大学生の、遼一(山田涼介)は、恋人・杏子(蓮佛美沙子)にプロポーズし、オーケーしてもらって幸せの絶頂にいた。だが、その翌日から杏子と連絡が取れなくなる。数日後、偶然に駅で杏子を見かけて声をかけると、杏子はけげんな顔で「あなたは誰?」。酔っ払いや高齢者ならよくあることだろうが、彼女はなんと遼一を一切覚えていなかった…。
困った彼は、都市伝説とされる“記憶屋”の存在を知り、幼なじみの真希(芳根京子)とともに弁護士・高原(佐々木蔵之介)を尋ね、記憶喪失の原因を探る。高原もまた、ひとり娘のためにある記憶を消したいと、切に願っていた。そして遼一もまた、同じ経験をしたことがあった…。
「緑色のベンチに現れる」といった都市伝説=記憶屋の正体に近づくにつれ、遼一は多くの人が記憶屋に救われていることを知る。としたら、なぜ杏子から遼一の記憶が消えてしまったのか?――様々に切ない挿話に、引き込まれる。高原弁護士は「娘の記憶を消したい。それが娘にしてあげられる唯一のこと」という。
記憶をモチーフとする映画は少なくない。先ごろは総理大臣(中井貴一)が記憶喪失になる『記憶にございません』というコメディが評判を呼んだし、今の“一強総理”もしばしば記憶屋に襲われたのではないかと邪推してしまうことばかり。

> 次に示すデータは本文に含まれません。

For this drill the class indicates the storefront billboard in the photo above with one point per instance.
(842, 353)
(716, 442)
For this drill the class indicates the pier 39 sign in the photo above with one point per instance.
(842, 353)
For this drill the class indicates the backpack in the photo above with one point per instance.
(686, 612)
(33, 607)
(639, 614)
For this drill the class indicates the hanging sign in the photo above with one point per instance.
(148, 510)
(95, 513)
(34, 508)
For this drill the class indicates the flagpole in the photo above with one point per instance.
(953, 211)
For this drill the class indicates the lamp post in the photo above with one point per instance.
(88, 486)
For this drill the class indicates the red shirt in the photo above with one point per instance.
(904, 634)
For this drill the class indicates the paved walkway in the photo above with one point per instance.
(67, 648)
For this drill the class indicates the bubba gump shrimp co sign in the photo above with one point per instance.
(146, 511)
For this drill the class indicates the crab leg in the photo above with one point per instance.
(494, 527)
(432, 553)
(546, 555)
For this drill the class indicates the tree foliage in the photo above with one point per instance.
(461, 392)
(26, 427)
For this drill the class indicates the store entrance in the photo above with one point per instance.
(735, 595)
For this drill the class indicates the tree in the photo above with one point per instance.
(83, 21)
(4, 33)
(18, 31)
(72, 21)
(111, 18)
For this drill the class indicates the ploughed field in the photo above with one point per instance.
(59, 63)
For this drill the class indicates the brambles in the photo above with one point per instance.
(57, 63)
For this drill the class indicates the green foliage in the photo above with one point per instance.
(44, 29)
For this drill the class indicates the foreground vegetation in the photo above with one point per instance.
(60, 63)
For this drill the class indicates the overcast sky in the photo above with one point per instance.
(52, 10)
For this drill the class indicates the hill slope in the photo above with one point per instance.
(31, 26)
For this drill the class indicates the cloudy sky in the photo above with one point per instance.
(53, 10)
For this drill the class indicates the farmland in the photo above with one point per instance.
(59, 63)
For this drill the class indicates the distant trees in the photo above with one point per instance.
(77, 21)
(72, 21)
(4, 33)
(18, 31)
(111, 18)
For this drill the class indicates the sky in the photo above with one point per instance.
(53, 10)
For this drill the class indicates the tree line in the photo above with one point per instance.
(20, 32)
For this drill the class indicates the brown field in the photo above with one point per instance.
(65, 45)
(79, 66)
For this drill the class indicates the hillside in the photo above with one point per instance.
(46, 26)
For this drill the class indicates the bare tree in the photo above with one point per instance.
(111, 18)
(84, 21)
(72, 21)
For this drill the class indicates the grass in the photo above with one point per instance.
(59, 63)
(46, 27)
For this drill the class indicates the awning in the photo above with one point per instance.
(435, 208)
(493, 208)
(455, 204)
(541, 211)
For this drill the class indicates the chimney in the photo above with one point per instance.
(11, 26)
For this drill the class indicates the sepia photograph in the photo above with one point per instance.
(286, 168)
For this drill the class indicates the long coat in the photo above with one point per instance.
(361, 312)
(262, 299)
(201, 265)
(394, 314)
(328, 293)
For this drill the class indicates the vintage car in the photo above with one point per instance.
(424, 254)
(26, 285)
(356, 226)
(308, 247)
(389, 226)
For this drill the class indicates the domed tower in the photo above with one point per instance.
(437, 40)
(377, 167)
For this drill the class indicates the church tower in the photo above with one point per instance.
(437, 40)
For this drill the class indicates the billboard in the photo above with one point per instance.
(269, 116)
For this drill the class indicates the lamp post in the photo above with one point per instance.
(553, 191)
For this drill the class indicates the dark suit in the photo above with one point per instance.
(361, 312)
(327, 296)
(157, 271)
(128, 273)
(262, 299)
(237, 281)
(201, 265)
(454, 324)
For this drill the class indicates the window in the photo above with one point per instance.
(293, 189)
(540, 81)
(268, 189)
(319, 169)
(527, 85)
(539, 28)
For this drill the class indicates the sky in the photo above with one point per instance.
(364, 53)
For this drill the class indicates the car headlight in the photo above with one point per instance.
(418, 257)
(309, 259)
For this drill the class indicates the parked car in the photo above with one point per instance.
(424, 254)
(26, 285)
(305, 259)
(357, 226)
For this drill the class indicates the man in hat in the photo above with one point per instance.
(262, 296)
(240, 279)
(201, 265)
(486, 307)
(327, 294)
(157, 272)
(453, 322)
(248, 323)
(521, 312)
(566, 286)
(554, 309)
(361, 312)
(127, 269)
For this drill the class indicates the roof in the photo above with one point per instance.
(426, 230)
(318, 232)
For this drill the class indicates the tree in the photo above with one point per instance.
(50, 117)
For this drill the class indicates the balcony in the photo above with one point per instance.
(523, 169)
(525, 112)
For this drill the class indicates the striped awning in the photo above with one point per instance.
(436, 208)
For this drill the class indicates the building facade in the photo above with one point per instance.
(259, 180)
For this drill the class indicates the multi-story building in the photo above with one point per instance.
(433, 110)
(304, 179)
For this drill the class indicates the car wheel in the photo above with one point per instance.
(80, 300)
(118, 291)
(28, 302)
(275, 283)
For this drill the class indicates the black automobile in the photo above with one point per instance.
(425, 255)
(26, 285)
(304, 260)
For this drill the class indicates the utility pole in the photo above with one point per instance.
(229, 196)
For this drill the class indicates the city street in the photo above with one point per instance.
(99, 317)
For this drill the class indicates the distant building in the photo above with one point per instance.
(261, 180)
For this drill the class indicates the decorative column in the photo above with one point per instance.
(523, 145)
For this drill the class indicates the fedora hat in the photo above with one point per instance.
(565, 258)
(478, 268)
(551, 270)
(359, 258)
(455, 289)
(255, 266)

『明日の記憶』(06年)では渡辺謙が50歳でアルツハイマーに侵される苦悩を演じて評判を呼んだ。妻(樋口可南子)に支えられながら、名前を聞いて「いい名前ですね」と答える“忘れっぷり”には笑えないリアリティがあった。若者たちにも同様。長澤まさみ主演の『50回目のファーストキス』(18年)は1日経てば記憶をすっかり忘れてしまう不思議な女の子のラブストーリーだった。
普段、意識することは少ないが、記憶は生活するのにきわめて大事な要素。そのために人びとは写真を撮り、アルバムに整理し、日々日記をつけたりもする。より多くの記憶が出来る「記憶力」のいい人はうらやましい。人間は「記憶によって生きている」のかも知れない。後期高齢者たちが同じ話ばかりを繰り返すのは、逆の意味で「記憶屋」の仕業ではないか。
「記憶屋」の謎に迫るサスペンス、というよりもややノスタルジックな味わいの謎解き。若者代表というべき主演の山田涼介は記憶屋の能力について、「(記憶屋は)僕はいらないです。つらい記憶も含めて自分の人生だから。遼一に近いかもしれませんね。記憶はわざわざ消すものじゃないし、僕はいやな記憶も含めて、消したくない」。
ところで平山監督の作品『ツナグ』(10年)もまた、都市伝説を扱った映画だった。こちらは、死者と生者を会わせる、不可思議な能力を祖母から家の伝統として受け継いだ者の物語。『記憶屋』も『ツナグ』も生きるよすがを見失いつつある人びとへ希望を、せめての思いで映画に託しているのかもしれない。